Es nieselte. Endlich und ganz besonders willkommen nach der unnormalen Tropenhitze der letzten Wochen. Das Parkhaus war eins von der offenen Sorte, bei der die Etagen einander in Abständen von einigen Metern mit Pfosten abstützen. Deshalb schob sich keine Wand zwischen das Wetter und das eine oder andere vergessene Auto in diesem tristen Gemäuer. Und dennoch schien nichts von dem Blut weggespült worden zu sein.

»Ist das alles? Keine Waffen oder irgendwelche Gegenstände? Keine vermisste junge Frau?«

Der Polizeijurist hatte diese Fragen gestellt. Er trug einen Trainingsanzug und eine Helly-Hanssen-Jacke und gähnte trotz der von Gewaltanwendung geprägten Umgebung. Eine Ecke im ersten Stock des Parkhauses war von Blut übersprüht. Er wusste zwar aus bitterer Erfahrung, dass Blut die unangenehme Eigenschaft hatte, immer überwältigend auszusehen, aber hier mussten wirklich etliche Liter im Spiel sein.

»Gut, dass du angerufen hast«, sagte er, unterdrückte ein weiteres Gähnen und warf einen diskreten Blick auf seine Swatch. Es war halb sechs am Sonntagmorgen. Ein Wagen voller feiernder Abiturienten raste mit ohrenbetäubendem Hupkonzert vorüber. Dann zog wieder die Stille ein, die herrscht, wenn alle nächtlichen Zecher nach Hause gegangen und in der sicheren Annahme ins Bett gefallen sind, bis auf Weiteres nicht aufstehen zu müssen.

»Ja, das musstest du doch sehen. Zum Glück hatte eine aus meinem Jahrgang Bereitschaftsdienst und wusste noch, dass ich auch beim ersten Mal …«

Hanne Wilhelmsen wusste nicht so recht, wie sie diese absurden Fälle nennen sollte.

»Dass ich auch beim ersten Samstagsmassaker am Tatort war«, sagte sie nach einer kurzen Pause. »Ich bin vor einer halben Stunde gekommen.«

Zwei Mann von der Spurensicherung nahmen schon Proben und fotografierten. Sie arbeiteten schnell, präzise und wortlos. Hanne und Håkon schwiegen ebenfalls lange. In der Ferne hatten die Abiturienten Bekannte getroffen und lärmten von Neuem los.

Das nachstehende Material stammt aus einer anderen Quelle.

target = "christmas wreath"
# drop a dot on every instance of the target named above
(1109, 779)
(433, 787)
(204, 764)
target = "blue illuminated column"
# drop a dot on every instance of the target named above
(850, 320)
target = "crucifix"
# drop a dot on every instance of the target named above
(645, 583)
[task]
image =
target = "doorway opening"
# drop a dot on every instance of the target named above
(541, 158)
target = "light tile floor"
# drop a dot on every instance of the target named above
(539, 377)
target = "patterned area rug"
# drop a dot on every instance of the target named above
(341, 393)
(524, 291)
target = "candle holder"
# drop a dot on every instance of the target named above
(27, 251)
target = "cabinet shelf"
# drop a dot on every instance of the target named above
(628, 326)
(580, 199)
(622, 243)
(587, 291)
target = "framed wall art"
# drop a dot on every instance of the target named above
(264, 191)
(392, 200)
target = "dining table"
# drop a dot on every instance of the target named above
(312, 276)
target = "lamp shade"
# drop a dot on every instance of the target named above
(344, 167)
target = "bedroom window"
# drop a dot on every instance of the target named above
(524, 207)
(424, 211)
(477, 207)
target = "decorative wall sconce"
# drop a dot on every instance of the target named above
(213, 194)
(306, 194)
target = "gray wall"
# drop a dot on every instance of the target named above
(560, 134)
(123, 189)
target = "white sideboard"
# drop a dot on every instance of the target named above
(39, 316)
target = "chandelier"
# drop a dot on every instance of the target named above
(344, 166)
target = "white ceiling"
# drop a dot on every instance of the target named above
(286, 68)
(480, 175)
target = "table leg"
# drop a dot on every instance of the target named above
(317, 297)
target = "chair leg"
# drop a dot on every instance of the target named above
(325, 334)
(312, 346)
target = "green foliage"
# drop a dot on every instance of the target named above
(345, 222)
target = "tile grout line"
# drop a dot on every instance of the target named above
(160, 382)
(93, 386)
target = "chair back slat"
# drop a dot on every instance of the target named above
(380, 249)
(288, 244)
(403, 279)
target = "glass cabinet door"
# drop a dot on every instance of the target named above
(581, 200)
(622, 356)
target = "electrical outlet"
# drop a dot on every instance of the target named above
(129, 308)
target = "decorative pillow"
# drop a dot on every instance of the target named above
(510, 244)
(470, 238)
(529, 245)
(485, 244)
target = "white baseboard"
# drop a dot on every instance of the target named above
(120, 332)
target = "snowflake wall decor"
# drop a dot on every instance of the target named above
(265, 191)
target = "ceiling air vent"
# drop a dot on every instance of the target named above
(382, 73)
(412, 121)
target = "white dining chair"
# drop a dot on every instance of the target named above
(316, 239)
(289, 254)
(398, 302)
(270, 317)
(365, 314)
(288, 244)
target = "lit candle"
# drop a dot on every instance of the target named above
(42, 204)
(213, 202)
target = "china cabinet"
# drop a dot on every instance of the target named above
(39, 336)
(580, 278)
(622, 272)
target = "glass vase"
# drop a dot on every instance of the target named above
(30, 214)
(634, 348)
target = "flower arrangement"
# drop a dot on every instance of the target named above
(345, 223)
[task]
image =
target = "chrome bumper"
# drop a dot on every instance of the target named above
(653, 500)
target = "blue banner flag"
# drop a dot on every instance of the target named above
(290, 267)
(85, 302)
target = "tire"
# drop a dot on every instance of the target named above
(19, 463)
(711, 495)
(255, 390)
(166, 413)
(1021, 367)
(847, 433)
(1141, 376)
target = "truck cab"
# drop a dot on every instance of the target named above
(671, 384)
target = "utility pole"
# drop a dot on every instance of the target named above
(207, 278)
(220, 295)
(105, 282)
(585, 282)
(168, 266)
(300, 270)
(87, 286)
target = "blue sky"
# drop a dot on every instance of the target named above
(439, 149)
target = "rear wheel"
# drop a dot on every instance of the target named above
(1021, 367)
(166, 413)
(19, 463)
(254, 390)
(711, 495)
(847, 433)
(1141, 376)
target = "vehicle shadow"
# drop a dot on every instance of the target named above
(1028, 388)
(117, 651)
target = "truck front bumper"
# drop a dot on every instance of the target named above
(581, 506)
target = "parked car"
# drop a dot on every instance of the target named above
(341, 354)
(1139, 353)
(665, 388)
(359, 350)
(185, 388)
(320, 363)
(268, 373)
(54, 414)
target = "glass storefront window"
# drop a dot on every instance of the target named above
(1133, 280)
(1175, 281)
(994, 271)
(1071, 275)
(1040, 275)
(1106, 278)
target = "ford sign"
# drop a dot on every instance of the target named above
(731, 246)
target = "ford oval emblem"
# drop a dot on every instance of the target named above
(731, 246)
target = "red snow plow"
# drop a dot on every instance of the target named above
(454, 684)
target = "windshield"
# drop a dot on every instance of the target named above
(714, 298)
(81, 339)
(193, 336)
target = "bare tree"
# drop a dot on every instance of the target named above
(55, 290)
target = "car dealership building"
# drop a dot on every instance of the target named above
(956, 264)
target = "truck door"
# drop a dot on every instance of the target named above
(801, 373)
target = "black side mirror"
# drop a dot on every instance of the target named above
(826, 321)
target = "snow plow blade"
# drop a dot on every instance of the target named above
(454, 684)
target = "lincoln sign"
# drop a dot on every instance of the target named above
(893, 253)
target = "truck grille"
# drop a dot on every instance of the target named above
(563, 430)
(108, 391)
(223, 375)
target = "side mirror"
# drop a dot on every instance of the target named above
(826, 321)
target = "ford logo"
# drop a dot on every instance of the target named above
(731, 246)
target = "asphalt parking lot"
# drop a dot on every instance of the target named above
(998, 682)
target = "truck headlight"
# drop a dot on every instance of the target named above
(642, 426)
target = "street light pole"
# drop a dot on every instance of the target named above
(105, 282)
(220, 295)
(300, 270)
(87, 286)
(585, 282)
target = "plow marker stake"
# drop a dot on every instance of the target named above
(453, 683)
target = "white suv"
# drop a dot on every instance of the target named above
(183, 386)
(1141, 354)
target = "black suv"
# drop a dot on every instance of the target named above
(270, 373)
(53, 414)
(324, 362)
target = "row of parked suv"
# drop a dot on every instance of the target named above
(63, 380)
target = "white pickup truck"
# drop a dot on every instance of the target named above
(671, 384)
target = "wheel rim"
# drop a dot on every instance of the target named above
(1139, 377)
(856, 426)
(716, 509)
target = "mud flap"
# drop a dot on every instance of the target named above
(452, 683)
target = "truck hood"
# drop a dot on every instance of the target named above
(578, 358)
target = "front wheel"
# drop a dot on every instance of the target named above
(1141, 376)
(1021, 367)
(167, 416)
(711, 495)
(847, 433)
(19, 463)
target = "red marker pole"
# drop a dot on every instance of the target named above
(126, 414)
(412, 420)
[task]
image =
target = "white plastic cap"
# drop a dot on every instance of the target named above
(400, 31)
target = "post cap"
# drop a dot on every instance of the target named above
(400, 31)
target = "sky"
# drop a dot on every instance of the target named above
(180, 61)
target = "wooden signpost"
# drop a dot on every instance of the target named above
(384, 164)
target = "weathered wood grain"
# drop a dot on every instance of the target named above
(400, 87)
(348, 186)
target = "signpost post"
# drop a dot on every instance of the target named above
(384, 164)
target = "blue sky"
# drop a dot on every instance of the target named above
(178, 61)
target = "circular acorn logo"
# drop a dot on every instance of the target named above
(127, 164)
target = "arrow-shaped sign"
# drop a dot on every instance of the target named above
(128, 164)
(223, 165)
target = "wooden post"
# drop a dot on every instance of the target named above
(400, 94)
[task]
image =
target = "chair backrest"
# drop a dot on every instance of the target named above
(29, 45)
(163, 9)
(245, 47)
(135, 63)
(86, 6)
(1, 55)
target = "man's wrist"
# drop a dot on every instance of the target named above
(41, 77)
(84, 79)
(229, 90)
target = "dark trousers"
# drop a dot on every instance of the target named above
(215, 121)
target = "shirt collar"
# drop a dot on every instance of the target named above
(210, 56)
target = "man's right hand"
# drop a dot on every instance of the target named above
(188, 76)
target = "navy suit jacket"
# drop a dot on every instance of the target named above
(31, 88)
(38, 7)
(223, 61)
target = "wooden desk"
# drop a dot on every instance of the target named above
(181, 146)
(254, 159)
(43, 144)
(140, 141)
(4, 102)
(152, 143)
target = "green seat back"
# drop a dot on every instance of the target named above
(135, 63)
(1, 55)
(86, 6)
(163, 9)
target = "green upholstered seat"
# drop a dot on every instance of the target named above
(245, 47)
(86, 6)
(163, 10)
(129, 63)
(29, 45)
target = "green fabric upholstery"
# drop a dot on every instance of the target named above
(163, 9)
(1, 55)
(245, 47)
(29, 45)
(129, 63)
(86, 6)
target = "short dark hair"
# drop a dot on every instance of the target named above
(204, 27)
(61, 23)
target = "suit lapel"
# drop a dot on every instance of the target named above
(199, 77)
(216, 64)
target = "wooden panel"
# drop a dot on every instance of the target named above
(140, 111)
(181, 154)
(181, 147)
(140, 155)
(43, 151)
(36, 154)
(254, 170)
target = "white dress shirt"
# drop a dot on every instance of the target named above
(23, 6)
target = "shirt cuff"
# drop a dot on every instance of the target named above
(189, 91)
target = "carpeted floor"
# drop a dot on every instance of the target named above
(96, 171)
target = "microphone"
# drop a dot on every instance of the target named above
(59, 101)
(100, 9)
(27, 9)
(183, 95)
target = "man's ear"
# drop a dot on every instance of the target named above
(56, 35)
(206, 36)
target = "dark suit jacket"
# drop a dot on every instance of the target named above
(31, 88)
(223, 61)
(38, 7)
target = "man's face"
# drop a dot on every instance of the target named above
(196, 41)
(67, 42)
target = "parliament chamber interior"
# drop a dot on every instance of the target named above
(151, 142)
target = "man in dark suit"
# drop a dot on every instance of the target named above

»Das muss doch irgendwas zu bedeuten haben! Schaut mal!«

Håkon Sand versuchte, einer geraden Linie zwischen ihrem Zeigefinger und der Wand zu folgen. Das Licht war nicht günstig, aber als er erst auf sie aufmerksam gemacht worden war, konnte er die Zahlen recht deutlich erkennen.

»Neun-eins-sechs-vier-sieben-acht-drei-fünf«, las er vor. »Sagt dir das was?«

»Rein gar nichts. Nur, dass es genauso viele Ziffern sind wie beim letzten Mal und dass die ersten beiden übereinstimmen.«

»Eine Telefonnummer kann das nicht sein?«

»Die Vorwahl gibt es nicht. Auf die Idee bin ich auch schon gekommen.«

»Personenkennziffer?«

Resigniert verkniff sie sich die Antwort.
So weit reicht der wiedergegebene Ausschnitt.